Geffrey Davis
Smolder
Although I know better, I can still
consider crack the god responsible
for my father’s failure to shake anything
but rotten fruit from the smoking tree
of no-loneliness—: he trailed the miracle
of pyrolysis and forfeited the light
inside his own name. Damn the subjection
of organic compounds. Damn the numbing
decomposition. Damn the sweet-sick taste,
as if love. I want crack to release
my fucking father from the flame.
Let us tend to the coldness of his pain.
From the Country Notebooks
—after Brigit Pegeen Kelly
Once upon a time, my father was offered a shovel
and ten minutes alone with the prized stallion—Just don’t
kill him. Once upon a time, I asked about the apple-
knotted scar on my father’s back shoulder, as he dressed
for work: That’s from when Sammy tried to kill me.
Remember? Once upon a time, my father accepted a shovel
and the problem of answering violence without loosing
too much blood from Sammy’s chestnut body, nervous
in the stable. Once upon a time, I watched my father dare
to ride Sammy, who had only known breeding—: things
went fine, until his muzzle grazed a live wire that sent him
bucking, first with and then without the weight of my father
perched on his saddled back. Every witness there
broke open into a song called laughter. Once upon a time,
my father couldn’t trust himself to spill just the blood
owed, and so chose torture’s slow ember over a quick-
flamed revenge:—for one long week, Sammy submitted
to the pull of hunger, easing his desire through
the narrow stall bars for a mouthful of sweet oats,
and then the shovel’s handle came down like lightning
across his beautiful face. My father did this
twice each day, despite the wounded wonder delivered
upon both creatures. Once, Sammy escaped
and it took a lifetime to corral again the full force
of that gallop—to gather back the spirit and grace
of that temporary, hot-hearted freedom.
II.
My mother said I should not do it,
but all night I turned the horses loose.
The farmhouse slept, the coyotes hunted noisily.
I was a boy then, my chest its own field flowered by restlessness.
How many ropes to corral a herd?
I had none but a stubborn concern with steady hands
and the darkness of the summer wind which moved right through me
the way the coyotes moved through the woods with voices
that seemed to mourn the moonlit limits of this release
and those who had prayed for release before me.
I pulled each horse through the opened barn doors,
all night out into the pasture with little resistance, all night my hands
buried in manes as if I were descending into a new understanding,
all night my path a way toward recovery.
And then carrying its own kind of clemency, against
the tall forest of sharp pines, the morning came,
and inside me was the deep-pitched presence a howl builds
at the lonely center of its bawl, before the throat
remembers again that other sweet mercy, silence.
The light climbed into the pasture.
The coyotes were crying and then were not.
And the pasture was—I could see as I led
the last warm body to field—full of memory and motion.
Survivor
My arms become two battered branches the first time
I reach toward the not yet rankled tenderness of my son’s
backside, bound to the pre-gnaw of a soiled diaper.
L lies in our living room, postpartum and pitched
inside the warm depth of her own recovery, body busy
with soothing the glory of its new stitching. How many
darknesses can turn a desire? How many good breaths
to cast one wound from the sky?

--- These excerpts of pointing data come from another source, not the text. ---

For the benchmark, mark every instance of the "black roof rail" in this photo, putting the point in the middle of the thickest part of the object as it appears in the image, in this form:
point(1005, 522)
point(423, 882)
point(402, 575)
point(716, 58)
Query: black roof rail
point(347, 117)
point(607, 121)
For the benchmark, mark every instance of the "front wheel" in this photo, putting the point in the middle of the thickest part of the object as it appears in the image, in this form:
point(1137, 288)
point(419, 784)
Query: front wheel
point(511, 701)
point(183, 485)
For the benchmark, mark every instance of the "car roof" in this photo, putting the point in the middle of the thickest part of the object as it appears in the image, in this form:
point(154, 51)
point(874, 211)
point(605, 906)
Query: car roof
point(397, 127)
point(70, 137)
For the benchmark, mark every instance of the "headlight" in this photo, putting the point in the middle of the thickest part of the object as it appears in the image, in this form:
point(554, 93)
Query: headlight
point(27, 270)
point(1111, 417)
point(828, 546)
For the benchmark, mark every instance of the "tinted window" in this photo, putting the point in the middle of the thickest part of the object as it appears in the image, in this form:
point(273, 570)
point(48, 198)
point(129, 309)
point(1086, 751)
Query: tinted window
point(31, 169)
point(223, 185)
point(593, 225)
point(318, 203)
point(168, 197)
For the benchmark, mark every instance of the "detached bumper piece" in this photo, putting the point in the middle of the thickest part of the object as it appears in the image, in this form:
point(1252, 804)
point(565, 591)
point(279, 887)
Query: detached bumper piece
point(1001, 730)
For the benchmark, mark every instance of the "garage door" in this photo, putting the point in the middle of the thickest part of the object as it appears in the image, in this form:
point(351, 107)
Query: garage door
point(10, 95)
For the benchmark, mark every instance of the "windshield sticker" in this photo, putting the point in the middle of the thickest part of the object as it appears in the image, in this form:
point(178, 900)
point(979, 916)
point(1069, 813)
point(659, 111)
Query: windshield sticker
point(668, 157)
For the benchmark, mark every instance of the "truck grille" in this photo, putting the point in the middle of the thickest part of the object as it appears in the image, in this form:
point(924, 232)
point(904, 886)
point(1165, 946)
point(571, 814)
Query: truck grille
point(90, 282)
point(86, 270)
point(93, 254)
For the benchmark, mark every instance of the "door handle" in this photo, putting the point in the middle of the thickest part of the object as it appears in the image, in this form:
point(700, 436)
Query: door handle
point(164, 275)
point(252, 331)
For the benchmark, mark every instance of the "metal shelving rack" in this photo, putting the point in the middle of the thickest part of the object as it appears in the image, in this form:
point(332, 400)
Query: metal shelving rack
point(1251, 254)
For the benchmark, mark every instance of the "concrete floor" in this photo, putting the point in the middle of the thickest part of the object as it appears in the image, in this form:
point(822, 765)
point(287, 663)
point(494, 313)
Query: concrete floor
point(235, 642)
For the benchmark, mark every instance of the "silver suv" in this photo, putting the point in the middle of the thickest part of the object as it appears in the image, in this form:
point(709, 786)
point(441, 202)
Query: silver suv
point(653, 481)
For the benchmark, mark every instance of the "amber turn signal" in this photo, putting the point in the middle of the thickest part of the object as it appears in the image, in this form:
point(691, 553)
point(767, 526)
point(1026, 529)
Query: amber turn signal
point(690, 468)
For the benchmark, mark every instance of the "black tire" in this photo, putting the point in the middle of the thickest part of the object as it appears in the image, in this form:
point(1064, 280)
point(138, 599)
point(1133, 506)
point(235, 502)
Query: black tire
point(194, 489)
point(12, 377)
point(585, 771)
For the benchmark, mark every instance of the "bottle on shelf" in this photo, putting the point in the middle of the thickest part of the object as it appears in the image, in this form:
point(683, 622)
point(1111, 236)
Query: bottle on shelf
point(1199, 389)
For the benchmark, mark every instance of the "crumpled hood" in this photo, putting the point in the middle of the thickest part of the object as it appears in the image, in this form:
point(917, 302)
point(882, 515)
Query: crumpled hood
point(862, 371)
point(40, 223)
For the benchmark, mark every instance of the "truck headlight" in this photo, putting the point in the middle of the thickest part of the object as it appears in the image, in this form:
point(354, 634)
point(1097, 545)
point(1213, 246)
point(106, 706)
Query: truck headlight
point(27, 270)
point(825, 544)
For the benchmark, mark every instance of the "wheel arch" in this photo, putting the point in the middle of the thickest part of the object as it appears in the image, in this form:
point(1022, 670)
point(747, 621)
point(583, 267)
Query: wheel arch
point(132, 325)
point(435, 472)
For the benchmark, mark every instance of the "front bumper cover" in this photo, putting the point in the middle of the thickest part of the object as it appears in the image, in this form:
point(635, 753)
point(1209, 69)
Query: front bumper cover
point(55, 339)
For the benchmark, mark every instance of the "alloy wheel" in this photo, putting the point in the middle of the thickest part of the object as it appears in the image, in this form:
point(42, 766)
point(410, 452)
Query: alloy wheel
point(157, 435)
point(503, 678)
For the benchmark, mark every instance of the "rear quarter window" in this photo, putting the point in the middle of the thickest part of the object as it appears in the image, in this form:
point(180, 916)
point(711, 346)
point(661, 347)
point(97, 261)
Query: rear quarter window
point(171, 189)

I open as if breaking
until a sudden and enthusiastic and sunshiny geyser of urine
from my son’s penis startles me into the inane proverb
of a laughter you never see coming. My hands still shake
as I cinch the boy back into the thin cleanliness
of another waiting. And, yes, eventually I weep—:
but only after, and only outside, kneeling in the garden,
well beyond the indivisible light of his future. Amen.
Author's note on "From the Country Notebooks": The structure of the second section follows—in debt and in honor—“The Leaving,” from To the Place of Trumpets by Brigit Pegeen Kelly (Rest In Power).
Geffrey Davis is the author of Night Angler (BOA Editions, 2019), winner of the James Laughlin Award, and Revising the Storm (BOA Editions, 2014), winner of the A. Poulin, Jr. Poetry Prize. He has received fellowships from Bread Loaf, Cave Canem, and the Vermont Studio Center, and his poems have been published by Crazyhorse, New York Times Magazine, The New Yorker, and Ploughshares. Davis teaches at the University of Arkansas and The Rainier Writing Workshop.